Restrictions imposed by the EU include the ban on the sale of equipment, technologies and services to Iran's energy sector which is a major source of revenue for the Iranian regime; the same measure refers to the refining industry.

Further, Dadkhah believes, Iran has to have amicable relationship with other oil producers of the region such as Saudi Arabia, Kuwait, and Iraq.

"Even if all these conditions are met, still price of oil will be determined in established markets of New York and London not in Kish. But for Mr. Ahmadinejad and the Iranian government, appearances and propaganda are everything," he told.

According to Dadkhah, the exchange also will provide the opportunities for cronies of the Iranian power elite and friendly companies to act as middlemen and reap substantial profits.

"As was illustrated in the first day of trading, there is no way that anyone would pay for oil more than the international price," he told. "But as buyers' arguments showed, there are many reasons to ask for substantial discounts from the Oil Ministry. Furthermore, there are many ways to refund the buyers under different pretexts and under the table."

Dadkhah noted that Iranians would have been better off if the government tackled real economic problems including inflation, unemployment, and international sanctions.

"It is likely that in the future the government intervenes and makes the sales possible.

"Nevertheless, the whole enterprise of the Kish Oil Exchange is a sham. The government has two objectives: propaganda, and finding an outlet to reward friends and cronies," he concluded.

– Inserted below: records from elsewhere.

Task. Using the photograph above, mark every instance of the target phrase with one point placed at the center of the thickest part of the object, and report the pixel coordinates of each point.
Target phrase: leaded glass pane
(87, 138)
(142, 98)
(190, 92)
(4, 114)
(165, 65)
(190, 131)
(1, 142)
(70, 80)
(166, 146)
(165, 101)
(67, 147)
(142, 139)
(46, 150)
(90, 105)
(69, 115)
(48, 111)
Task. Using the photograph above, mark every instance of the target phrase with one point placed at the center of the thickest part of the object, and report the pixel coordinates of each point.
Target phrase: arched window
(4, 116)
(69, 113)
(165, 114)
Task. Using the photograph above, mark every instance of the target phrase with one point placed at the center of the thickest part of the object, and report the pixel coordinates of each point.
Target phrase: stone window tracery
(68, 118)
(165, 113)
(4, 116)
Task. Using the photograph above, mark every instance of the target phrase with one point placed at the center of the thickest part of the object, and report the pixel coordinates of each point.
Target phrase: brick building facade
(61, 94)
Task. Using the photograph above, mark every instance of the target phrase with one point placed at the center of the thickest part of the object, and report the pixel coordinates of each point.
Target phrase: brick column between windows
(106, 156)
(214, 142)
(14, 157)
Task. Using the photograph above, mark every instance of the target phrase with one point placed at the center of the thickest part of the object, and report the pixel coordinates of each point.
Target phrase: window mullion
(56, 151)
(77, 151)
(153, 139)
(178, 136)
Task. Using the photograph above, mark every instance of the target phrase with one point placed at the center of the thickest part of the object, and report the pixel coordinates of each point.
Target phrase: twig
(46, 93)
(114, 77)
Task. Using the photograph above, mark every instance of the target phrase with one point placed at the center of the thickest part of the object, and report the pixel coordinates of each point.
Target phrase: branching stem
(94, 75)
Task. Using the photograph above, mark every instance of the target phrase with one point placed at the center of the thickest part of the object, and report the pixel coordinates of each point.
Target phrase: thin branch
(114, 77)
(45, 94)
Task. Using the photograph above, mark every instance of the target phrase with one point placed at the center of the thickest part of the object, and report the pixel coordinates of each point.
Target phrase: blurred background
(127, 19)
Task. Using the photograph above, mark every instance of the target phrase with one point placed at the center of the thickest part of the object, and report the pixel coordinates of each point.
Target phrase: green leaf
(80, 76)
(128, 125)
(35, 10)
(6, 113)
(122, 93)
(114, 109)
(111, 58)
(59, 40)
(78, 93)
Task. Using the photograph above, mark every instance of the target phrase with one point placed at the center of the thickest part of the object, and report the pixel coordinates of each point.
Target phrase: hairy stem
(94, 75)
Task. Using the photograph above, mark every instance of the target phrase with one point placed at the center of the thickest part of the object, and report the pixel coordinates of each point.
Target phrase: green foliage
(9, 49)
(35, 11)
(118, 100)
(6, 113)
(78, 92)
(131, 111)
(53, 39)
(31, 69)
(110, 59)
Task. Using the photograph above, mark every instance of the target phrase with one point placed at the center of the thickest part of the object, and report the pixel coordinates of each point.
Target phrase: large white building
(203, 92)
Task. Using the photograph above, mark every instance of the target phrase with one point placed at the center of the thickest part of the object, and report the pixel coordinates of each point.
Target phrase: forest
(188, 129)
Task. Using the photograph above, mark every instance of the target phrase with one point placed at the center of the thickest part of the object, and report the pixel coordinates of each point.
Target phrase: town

The Iranian Oil Exchange establishing euro and dirham (ADE) based pricing of oil opened on February 2008. Iran inaugurated the new phase of oil exchange with vast opportunities for foreign companies in 2010.

The Kish Exchange has traded oil-derived products until Iran included cruel oil and fuel oil on OIB product selling list.

Iran began offering fuel oil contracts on the oil exchange in April.

On June 1, Iran commenced the first oil exchange when by offering 35,000 tons of oil liquids, whilst the trading session failed due to price disagreements. The Bandar Abbas Oil Refining Company (BAORCO) put 35,000 tons of oil liquids at the price of $623.35 per ton. The customer's price offer from $610 to $622.85 was rejected.

Later, on June 8, despite having two demanding customers Iran's second furnace fuel oil cargo at $644.58 per ton failed to trade at Kish Island.

Two customers expressed readiness to buy 70,000 ton fuel oil from Bandar Abbas oil refinery. However it did not sell as one of the applicants offered $640.58 while the other costumer offered $636.

On June 14, Iran's third attempt to sell furnace fuel oil cargo was a success on international oil exchange. The Iranian oil exchange could sell oil batch in the third attempt thanks to agreement of a seller - BAORCO - to reduce prices.